Capnia plans to acquire Essentialis through a merger designed to create a combined developer of rare disease treatments, with $8 million in concurrent financing, the companies said today.
The combined company will focus on advancing a diazoxide choline controlled-release tablet (DCCR), a once-daily oral tablet for the treatment of patients with Prader-Willi syndrome (PWS), through a pivotal Phase II/III clinical trial.
Last year, privately held Essentialis reported that DCCR demonstrated an approximately 32% reduction in hyperphagia in the open-label, randomized-withdrawal PC025 clinical study assessing the candidate in 13 overweight and obese, genetically confirmed, adolescent and adult PWS patients between ages 10 and 22.
The mean effect on hyperphagia persisted for over 3 months for DCCR-treated individuals who continued on study through the double-blind treatment phase, while regressing toward baseline in those randomized to placebo. Statistically significant improvements were seen in other endpoints, such as aggressive behaviors, body fat, lean body mass, and cardiovascular risk factors, Essentialis said at the time.
DCCR was granted Orphan Drug Designation for the treatment of PWS by the FDA on May 13, 2014. The combined company also envisions developing DCCR for other unspecified orphan indications.
The merger represents a change of course for Capnia, which until now has focused on developing products for the screening, detection, and treatment of medical conditions.
“While this transaction represents a new strategic direction for Capnia, it offers the potential of a highly promising, late-stage clinical asset for a metabolic disorder for which no effective treatments currently exist,” Capnia CEO Anish Bhatnagar, M.D., said in a statement.
Dr. Bhatnagar will lead the combined company, while Essentialis President and CSO Neil M. Cowen, Ph.D., MBA, will serve as svp of drug development. David O’Toole, Capnia’s svp and CFO, will continue as CFO of the combined company, whose board is expected to consist of nine directors—six current Capnia directors and three current Essentialis directors.
The merger transaction has been approved by the boards of both companies, Capnia and Essentialis said, and is expected to close during the first quarter of 2017—subject to customary closing conditions that include approval by shareholders of publicly traded Capnia.
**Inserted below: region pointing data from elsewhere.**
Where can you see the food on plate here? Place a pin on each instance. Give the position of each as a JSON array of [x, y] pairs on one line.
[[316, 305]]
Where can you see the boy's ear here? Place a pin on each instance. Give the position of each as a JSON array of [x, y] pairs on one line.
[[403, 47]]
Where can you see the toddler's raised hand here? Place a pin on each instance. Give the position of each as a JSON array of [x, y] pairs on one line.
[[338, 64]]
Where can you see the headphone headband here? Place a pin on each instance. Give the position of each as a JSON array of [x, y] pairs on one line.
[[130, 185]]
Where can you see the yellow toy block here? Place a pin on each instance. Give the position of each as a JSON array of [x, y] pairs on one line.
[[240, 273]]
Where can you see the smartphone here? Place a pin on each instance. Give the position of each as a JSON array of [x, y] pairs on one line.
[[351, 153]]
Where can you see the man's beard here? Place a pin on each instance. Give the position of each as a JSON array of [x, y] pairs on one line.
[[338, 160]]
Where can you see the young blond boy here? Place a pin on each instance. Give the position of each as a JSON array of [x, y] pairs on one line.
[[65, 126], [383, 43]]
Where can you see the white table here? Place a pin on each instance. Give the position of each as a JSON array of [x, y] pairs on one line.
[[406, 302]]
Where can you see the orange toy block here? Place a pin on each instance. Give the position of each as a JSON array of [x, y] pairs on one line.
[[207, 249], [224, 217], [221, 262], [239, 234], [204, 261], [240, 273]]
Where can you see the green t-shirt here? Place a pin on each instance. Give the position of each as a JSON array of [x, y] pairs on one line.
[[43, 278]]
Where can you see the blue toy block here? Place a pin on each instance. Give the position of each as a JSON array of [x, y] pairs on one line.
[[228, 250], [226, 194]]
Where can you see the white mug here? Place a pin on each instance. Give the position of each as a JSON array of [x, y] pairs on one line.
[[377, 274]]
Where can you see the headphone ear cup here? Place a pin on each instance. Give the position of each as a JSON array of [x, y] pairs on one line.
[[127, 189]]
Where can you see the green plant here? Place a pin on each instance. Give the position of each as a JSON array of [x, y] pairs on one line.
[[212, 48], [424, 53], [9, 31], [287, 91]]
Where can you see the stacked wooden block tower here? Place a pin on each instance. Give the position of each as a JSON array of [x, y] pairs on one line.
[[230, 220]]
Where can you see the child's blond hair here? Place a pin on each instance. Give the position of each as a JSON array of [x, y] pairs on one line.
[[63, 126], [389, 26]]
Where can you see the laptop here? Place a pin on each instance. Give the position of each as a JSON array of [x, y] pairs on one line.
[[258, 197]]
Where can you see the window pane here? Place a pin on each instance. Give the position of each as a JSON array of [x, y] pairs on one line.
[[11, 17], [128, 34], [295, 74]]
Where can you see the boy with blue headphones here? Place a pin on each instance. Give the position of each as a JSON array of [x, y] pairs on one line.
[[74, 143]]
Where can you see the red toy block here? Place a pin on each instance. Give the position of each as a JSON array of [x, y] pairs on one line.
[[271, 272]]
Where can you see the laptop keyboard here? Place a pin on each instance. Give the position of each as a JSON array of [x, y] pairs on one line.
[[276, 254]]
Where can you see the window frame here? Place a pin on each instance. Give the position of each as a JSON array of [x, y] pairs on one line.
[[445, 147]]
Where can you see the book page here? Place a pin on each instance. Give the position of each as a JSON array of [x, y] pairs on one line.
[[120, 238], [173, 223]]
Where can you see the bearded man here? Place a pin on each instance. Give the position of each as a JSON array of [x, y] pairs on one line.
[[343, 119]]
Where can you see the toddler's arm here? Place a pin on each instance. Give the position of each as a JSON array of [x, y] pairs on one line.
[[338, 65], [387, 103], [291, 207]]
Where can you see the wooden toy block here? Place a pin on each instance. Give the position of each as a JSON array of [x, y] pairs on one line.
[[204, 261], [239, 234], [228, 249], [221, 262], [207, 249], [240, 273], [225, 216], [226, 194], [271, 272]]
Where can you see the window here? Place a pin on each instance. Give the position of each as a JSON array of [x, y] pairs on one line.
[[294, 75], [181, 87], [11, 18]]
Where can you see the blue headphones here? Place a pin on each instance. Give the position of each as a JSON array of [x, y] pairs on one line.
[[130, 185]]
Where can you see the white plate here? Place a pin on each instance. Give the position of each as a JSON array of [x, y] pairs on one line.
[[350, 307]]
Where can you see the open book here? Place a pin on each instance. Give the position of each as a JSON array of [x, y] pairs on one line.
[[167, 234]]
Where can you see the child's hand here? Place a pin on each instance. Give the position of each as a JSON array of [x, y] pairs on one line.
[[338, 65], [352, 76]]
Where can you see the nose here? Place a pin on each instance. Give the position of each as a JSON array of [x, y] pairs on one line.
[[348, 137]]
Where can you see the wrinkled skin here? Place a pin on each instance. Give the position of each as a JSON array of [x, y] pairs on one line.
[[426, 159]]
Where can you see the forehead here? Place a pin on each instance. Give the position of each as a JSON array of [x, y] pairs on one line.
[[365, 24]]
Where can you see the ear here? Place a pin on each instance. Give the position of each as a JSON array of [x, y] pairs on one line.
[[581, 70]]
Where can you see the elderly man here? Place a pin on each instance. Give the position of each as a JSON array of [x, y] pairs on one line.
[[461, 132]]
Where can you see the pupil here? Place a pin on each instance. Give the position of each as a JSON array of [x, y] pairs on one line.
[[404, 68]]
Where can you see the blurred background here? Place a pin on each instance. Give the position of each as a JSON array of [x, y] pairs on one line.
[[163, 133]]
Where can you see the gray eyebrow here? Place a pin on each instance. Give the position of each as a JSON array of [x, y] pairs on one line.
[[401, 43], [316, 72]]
Upon closing of the merger, Capnia expects to issue $8 million worth of shares of common stock at $0.96 per share to a syndicate comprised of current and new investors. The funds would be used toward a planned Phase II/III clinical study evaluating the efficacy and safety of DCCR in patients with PWS, a study expected to begin in the second half of 2017, according to Capnia and Essentialis.
“The combined company is expected to have a cash runway beyond key value-inflection points, through top-line results from the Phase II portion of the trial,” the companies stated.